In the epistemology of the Claire DeWitt books, logic and deduction will not, by themselves, lead you to the truth. In a conversation that occurs in The Infinite Blacktop, Claire tries to explain this to an operative of a traditional private-eye firm, a firm with the motto: “Facts are king.” Claire leads him in a meditative exercise, placing her hand on his belly:
“You know something here,” I said. “Where your nadis cross at your spine. Where your kundalini sleeps. You know something here . . . There is a snake coiled at the base of your spine,” I whispered to Christopher, dragging my hand, the warmth I now shared with him, the pieces of him it carried, down to his lower belly. “And there is nothing that snake doesn’t know. You just have to let it speak.”
Claire’s approach to knowledge is more expansive than the Western rationality that reigns over traditional English-language detective fiction, and it includes ways of knowing that are much older than C. Auguste Dupin, older than science, older than the Age of Enlightenment, and probably older than language itself. In an interview, Gran remarked that “the linguistic and historic link between mystic and mystery is not to be underestimated.”
But the core belief of the Silletian school of detection, the core belief that guides Claire DeWitt, is not mysticism exactly, but rather the simple and dangerous idea that truth is a sacred thing. To obtain it requires great sacrifice. To speak it makes one unpopular. But the truth is worth it. It is the only real meaning we’re going to find on our long journey through guaranteed heartbreak. The truth is our most important obligation to each other.

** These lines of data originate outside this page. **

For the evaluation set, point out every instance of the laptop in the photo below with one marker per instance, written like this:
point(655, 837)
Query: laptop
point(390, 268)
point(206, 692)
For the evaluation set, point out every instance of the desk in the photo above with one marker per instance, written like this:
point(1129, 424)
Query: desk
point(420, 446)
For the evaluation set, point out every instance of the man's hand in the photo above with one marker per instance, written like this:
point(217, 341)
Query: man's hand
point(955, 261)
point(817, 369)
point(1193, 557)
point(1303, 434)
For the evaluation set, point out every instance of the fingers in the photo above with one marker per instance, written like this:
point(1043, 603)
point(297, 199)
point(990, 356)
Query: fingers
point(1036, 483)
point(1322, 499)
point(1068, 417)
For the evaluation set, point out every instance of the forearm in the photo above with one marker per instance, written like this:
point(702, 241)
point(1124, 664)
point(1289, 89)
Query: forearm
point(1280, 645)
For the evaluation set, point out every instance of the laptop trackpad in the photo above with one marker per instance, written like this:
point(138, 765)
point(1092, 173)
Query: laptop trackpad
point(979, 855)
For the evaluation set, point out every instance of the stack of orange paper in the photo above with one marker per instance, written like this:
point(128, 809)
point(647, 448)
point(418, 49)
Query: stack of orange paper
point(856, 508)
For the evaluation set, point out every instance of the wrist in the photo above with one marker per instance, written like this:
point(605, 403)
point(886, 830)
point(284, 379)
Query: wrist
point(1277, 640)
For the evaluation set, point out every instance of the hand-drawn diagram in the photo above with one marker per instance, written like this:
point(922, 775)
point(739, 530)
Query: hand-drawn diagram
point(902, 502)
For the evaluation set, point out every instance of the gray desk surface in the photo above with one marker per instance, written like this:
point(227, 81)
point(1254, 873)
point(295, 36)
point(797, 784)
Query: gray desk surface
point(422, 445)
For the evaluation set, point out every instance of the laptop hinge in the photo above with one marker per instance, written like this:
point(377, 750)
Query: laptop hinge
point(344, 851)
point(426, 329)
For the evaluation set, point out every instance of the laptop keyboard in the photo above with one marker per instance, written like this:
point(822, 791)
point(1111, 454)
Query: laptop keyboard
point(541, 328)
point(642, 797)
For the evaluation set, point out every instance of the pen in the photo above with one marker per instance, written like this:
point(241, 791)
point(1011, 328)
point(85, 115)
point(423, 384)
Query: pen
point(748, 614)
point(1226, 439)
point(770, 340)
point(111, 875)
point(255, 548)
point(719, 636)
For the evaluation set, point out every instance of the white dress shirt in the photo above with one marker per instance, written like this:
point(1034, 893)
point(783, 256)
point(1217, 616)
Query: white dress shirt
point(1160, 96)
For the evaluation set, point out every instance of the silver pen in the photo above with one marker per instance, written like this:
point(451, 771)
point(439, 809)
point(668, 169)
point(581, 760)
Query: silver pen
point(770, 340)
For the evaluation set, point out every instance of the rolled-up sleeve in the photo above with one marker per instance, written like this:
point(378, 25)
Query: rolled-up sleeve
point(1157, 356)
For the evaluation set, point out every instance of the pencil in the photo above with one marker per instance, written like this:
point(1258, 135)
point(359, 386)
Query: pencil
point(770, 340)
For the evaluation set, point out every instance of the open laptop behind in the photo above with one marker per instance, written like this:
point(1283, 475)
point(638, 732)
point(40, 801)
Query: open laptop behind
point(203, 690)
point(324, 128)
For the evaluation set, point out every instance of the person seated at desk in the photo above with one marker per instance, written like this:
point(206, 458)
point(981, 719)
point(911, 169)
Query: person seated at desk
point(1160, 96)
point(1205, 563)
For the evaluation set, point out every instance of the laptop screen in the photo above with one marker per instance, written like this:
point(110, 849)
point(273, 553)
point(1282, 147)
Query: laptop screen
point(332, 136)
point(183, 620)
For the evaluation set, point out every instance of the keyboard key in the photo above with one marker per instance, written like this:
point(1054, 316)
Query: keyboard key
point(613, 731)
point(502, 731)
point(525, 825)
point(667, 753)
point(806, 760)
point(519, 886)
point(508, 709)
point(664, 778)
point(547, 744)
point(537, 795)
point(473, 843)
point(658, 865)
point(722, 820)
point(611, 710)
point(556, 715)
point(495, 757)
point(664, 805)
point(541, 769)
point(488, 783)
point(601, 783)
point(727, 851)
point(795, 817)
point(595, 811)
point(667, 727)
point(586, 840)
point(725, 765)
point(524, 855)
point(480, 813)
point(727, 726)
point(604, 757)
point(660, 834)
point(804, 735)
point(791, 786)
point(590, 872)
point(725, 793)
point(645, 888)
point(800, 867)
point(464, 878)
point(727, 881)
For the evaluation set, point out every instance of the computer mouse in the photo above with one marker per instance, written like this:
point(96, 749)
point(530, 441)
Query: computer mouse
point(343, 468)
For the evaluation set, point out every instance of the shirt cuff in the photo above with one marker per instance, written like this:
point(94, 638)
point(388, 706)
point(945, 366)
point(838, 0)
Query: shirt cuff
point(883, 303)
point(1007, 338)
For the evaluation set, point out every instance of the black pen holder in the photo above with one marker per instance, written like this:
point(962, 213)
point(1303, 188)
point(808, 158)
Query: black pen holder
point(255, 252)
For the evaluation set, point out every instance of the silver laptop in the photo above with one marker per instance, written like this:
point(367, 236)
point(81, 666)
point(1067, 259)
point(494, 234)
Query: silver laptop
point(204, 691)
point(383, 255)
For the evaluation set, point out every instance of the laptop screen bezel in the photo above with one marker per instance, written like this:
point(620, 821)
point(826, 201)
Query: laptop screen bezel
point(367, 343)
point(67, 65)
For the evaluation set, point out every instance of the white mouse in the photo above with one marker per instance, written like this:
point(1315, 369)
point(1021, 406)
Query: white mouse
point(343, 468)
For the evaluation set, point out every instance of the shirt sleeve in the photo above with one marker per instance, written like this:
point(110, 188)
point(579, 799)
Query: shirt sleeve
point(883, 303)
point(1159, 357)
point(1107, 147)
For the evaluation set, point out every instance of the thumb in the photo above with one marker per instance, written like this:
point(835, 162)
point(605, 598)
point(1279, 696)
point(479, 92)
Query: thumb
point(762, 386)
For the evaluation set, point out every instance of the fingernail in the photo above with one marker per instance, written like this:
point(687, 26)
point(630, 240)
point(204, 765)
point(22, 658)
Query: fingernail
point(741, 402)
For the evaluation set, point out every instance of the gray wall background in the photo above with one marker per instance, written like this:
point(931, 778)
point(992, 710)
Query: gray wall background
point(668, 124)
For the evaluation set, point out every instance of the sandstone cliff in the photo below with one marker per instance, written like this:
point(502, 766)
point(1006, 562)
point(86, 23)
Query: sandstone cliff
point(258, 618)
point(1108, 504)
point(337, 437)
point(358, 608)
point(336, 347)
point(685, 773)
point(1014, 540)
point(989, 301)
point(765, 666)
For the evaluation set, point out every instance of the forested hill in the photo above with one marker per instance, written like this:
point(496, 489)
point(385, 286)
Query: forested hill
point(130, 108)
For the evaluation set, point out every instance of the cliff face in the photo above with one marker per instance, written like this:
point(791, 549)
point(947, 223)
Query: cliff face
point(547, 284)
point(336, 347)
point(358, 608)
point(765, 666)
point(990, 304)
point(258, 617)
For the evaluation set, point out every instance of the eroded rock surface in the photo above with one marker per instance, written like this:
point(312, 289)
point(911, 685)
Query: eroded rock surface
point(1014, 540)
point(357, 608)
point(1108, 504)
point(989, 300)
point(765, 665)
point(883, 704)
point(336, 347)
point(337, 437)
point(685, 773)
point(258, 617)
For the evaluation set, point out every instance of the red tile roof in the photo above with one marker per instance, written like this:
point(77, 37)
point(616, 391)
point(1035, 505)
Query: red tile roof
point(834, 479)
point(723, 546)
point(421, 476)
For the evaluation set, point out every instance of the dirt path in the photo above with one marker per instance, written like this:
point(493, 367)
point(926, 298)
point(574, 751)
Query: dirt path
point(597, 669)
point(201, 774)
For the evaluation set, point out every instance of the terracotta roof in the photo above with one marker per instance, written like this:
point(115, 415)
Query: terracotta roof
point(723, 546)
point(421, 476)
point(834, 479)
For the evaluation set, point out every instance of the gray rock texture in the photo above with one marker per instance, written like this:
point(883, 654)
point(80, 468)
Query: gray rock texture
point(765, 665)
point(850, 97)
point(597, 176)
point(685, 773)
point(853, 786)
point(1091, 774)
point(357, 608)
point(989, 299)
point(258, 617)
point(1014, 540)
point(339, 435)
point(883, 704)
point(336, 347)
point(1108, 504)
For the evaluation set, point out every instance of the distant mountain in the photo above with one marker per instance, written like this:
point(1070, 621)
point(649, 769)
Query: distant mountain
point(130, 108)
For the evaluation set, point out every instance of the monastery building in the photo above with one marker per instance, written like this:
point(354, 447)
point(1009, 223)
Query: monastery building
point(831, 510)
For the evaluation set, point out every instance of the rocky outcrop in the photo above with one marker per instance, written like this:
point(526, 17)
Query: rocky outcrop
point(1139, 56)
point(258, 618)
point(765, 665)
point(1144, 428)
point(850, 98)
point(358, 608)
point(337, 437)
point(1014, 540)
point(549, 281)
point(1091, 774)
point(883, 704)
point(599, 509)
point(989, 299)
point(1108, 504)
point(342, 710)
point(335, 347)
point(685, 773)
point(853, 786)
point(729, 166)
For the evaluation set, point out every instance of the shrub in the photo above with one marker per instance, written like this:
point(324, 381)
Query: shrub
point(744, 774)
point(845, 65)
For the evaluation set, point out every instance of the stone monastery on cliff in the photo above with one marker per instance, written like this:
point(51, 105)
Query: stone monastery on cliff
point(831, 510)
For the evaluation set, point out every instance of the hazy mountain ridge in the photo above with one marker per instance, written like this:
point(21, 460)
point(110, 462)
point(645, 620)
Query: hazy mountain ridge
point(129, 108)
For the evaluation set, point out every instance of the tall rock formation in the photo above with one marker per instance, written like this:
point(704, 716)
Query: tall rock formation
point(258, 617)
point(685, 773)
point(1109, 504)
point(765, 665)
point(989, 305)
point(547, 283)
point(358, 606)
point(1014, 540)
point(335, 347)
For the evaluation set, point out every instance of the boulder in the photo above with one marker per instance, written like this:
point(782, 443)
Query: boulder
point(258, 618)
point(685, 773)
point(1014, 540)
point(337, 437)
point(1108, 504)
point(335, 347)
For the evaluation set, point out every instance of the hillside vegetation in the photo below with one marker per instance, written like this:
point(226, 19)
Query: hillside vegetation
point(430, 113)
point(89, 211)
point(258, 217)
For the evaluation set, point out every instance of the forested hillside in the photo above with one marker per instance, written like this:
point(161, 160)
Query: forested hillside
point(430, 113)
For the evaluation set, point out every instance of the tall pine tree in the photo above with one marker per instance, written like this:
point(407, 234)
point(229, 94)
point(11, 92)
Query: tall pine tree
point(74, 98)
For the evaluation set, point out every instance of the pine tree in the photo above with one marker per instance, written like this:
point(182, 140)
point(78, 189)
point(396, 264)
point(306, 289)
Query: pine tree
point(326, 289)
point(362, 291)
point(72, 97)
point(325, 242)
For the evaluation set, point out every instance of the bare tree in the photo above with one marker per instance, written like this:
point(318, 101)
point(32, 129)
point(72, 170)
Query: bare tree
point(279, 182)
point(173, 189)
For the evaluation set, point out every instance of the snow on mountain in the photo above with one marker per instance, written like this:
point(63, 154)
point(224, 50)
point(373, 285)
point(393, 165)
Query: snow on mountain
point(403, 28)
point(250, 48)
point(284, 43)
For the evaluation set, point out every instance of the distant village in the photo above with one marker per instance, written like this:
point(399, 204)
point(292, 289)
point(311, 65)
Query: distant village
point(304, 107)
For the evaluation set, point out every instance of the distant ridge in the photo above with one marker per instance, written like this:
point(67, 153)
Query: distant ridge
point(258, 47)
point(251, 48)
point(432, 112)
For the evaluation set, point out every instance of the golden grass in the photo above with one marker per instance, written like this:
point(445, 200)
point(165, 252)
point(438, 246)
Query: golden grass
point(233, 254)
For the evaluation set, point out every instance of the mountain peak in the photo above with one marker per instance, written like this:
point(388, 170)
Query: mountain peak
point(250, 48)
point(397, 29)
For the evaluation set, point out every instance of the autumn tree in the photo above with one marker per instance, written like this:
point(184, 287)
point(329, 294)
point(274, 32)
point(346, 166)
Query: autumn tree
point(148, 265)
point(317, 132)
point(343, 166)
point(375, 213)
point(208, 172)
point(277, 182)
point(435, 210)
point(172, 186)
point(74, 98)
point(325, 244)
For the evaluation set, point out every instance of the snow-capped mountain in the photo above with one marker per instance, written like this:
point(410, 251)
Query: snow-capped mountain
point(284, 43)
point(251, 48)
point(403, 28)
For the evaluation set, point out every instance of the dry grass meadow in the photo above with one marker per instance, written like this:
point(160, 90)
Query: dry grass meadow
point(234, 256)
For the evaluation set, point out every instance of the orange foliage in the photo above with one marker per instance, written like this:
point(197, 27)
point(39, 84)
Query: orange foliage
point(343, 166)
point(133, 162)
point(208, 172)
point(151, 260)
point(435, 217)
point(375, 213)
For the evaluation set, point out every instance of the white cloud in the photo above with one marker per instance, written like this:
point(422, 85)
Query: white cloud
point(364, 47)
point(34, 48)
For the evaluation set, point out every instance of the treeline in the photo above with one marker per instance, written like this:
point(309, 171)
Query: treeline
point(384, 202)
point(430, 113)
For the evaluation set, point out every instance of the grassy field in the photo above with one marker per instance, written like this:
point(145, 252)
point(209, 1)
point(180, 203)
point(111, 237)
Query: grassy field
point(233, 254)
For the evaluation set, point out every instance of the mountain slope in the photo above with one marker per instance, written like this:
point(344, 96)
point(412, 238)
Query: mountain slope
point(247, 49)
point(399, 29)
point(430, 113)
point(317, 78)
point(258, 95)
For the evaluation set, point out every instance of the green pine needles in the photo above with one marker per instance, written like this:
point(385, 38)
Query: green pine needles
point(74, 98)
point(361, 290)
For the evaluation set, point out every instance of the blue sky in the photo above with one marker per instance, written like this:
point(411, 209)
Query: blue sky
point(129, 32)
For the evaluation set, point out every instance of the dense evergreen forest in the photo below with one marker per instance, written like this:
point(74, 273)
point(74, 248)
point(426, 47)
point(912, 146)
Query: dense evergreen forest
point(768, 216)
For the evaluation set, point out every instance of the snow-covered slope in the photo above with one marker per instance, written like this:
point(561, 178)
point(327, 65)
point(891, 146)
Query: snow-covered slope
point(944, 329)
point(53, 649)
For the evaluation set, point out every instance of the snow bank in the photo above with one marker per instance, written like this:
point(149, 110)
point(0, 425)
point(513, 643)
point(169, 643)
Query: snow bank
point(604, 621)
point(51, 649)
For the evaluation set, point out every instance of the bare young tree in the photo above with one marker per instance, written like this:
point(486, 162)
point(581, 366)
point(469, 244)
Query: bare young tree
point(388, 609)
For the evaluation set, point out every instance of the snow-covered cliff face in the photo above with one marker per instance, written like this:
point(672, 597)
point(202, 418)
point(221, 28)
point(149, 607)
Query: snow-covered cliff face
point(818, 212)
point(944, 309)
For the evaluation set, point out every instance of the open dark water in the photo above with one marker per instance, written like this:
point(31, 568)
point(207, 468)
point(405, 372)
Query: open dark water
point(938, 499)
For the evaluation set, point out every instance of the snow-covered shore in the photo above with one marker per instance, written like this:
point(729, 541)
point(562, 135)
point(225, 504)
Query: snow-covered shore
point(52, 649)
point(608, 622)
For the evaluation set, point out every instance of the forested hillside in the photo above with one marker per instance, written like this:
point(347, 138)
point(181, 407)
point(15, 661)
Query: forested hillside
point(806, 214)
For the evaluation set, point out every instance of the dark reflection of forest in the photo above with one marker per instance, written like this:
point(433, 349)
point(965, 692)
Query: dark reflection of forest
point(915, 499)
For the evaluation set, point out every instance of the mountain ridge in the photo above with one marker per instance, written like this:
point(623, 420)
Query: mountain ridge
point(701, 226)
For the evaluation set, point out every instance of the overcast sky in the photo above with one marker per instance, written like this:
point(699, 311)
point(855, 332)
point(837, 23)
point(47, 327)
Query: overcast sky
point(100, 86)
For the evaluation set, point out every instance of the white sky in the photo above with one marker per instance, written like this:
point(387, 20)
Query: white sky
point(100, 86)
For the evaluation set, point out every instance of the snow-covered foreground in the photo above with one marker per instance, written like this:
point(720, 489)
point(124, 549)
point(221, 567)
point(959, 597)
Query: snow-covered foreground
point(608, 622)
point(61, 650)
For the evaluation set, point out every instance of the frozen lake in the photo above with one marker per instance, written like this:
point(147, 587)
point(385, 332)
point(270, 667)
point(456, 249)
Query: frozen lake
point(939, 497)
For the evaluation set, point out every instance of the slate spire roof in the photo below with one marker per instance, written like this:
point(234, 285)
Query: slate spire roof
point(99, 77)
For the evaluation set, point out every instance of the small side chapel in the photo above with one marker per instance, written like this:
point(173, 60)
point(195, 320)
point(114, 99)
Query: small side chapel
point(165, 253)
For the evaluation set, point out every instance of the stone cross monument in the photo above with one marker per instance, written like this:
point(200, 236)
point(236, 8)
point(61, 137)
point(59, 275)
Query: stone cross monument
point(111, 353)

Those ideas feel more necessary than ever in a world that is now, we are told, “post-truth.” A world where basic, verifiable facts are contested or ignored by those in power and large swaths of the population. A world of sound bites and skim-reading. A world that has determined that deep understanding and authenticity are not particularly good for the bottom line.
Every detective story contains within it a theory of what truth is and how we can grasp it, and therefore every detective story necessarily assumes that truth exists and is worth looking for in the first place. That, in itself, has become a radical proposition.